In deze uitspraak beoordeelt de Rechtbank Zeeland-West-Brabant het beroep van eiseres tegen de toekenning van een WIA-uitkering door het UWV. Eiseres had aanvankelijk een WIA-uitkering aangevraagd, maar het UWV weigerde deze op basis van de vaststelling dat zij geschikt was voor haar eigen werk. Na meerdere besluiten en een bezwaarprocedure, heeft het UWV uiteindelijk de WIA-uitkering toegekend, maar met een mate van arbeidsongeschiktheid van 44,93% voor de periode van 26 juni 2020 tot en met 28 augustus 2021. Eiseres heeft het UWV betwist en stelt dat haar medische beperkingen zijn onderschat.

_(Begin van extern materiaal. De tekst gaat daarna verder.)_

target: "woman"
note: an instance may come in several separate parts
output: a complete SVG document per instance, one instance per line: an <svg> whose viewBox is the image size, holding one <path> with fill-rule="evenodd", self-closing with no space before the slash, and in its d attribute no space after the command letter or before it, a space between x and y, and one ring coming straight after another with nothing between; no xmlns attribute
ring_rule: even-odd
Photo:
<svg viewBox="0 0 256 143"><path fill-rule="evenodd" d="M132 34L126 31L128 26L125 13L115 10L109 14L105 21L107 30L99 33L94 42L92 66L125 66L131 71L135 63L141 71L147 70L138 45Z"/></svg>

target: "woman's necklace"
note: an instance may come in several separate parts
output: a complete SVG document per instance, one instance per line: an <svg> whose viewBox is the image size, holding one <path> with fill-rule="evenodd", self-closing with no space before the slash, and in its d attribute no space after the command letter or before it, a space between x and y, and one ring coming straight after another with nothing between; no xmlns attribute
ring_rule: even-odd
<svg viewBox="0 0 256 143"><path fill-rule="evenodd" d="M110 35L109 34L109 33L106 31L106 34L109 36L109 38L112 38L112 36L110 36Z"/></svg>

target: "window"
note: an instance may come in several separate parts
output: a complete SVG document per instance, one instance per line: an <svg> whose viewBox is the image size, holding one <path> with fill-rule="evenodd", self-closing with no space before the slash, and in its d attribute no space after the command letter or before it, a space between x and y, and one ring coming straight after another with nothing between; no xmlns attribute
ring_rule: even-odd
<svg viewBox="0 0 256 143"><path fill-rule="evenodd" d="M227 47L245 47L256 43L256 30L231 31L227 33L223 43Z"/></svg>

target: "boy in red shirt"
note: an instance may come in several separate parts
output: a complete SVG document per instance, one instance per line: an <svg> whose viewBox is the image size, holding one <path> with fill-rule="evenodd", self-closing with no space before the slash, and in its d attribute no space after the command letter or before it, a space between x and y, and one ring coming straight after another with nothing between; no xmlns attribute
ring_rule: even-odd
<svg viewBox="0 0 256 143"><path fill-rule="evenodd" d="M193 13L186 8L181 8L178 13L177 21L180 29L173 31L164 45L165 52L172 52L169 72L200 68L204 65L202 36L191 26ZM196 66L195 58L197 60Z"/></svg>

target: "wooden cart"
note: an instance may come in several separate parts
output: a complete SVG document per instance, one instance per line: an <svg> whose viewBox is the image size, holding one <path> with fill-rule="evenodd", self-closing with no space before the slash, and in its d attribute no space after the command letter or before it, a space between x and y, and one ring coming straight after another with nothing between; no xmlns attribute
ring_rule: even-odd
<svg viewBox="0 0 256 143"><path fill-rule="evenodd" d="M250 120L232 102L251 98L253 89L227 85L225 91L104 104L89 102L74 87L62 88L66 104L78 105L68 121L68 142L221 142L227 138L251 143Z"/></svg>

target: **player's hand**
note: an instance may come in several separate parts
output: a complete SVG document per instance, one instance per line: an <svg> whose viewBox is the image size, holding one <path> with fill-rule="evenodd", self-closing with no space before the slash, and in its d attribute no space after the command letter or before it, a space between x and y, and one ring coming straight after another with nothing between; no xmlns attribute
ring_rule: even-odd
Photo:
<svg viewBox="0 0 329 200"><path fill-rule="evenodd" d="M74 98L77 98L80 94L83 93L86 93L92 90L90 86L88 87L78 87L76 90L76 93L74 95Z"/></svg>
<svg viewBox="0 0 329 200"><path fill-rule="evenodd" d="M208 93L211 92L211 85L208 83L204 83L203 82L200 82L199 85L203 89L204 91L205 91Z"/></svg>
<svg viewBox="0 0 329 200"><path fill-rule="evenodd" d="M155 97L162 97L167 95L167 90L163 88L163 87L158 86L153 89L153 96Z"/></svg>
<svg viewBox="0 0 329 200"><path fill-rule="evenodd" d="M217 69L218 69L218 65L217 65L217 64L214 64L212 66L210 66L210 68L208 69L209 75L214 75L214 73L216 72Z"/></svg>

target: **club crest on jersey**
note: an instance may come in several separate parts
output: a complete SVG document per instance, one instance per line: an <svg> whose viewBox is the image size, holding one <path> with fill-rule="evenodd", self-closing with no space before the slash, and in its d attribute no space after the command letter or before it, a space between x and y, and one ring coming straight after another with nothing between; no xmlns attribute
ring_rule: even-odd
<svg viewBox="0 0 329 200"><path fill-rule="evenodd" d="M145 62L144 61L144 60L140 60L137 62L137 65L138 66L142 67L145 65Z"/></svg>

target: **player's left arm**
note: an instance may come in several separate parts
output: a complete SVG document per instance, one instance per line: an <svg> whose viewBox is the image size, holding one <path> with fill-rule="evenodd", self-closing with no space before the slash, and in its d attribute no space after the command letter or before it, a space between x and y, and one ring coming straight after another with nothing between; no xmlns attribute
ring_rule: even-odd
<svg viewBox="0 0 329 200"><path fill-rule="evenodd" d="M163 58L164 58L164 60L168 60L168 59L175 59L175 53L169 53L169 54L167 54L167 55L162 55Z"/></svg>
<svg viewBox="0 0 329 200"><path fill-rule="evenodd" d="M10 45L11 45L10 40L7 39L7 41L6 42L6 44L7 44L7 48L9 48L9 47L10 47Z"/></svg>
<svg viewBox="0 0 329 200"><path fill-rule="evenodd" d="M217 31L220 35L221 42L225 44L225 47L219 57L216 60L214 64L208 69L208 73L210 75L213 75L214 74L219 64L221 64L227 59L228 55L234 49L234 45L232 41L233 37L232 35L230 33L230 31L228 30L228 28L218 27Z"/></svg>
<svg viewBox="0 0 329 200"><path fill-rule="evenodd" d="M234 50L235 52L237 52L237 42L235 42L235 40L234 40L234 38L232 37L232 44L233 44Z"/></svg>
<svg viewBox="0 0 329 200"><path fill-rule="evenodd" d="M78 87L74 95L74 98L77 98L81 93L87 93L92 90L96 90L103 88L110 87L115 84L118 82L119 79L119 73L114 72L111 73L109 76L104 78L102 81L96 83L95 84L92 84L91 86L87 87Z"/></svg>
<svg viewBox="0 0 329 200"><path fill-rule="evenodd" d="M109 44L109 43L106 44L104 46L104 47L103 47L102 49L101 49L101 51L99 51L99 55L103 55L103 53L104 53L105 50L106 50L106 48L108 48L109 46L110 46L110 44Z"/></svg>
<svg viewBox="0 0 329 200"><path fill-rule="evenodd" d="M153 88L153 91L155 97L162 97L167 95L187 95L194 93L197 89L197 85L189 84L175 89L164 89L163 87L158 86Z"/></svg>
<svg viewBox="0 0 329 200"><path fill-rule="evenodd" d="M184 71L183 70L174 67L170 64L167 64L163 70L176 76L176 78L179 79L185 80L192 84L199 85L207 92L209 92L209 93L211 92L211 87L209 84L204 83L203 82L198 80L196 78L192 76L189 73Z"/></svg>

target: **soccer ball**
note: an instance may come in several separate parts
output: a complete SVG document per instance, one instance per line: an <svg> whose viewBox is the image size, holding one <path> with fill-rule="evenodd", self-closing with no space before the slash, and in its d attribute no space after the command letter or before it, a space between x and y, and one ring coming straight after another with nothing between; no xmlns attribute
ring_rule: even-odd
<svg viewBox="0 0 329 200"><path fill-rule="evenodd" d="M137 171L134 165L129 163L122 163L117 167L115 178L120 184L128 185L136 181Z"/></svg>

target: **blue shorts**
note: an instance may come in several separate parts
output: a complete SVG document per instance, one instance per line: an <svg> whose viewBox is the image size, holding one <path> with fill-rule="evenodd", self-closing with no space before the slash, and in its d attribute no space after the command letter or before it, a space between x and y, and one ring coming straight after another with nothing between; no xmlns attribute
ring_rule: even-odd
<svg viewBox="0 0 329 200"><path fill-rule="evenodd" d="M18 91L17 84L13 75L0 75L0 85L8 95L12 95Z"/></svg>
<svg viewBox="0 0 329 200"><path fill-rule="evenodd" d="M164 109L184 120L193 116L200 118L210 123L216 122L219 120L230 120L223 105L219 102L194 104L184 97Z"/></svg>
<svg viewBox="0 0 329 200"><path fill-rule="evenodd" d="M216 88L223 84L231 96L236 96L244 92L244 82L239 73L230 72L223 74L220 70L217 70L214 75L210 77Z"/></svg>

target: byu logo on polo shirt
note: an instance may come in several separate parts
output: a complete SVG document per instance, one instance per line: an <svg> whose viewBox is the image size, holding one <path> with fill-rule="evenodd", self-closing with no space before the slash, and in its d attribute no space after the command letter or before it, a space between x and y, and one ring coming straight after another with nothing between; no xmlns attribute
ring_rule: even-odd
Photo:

De rechtbank heeft de zaak op 30 maart 2023 behandeld en heeft de argumenten van eiseres en het UWV gewogen. De rechtbank concludeert dat het UWV de mate van arbeidsongeschiktheid correct heeft vastgesteld op basis van de beschikbare medische rapporten en de Functionele Mogelijkheden Lijst (FML). De rechtbank oordeelt dat de verzekeringsartsen van het UWV zorgvuldig te werk zijn gegaan en dat de door eiseres aangevoerde klachten niet leiden tot een andere conclusie. De rechtbank verklaart het beroep ongegrond, wat betekent dat de toekenning van de WIA-uitkering door het UWV terecht is geweest.
De rechtbank wijst erop dat eiseres geen recht heeft op proceskostenvergoeding of schadevergoeding, aangezien het beroep ongegrond is verklaard. De uitspraak is openbaar gemaakt op 11 mei 2023.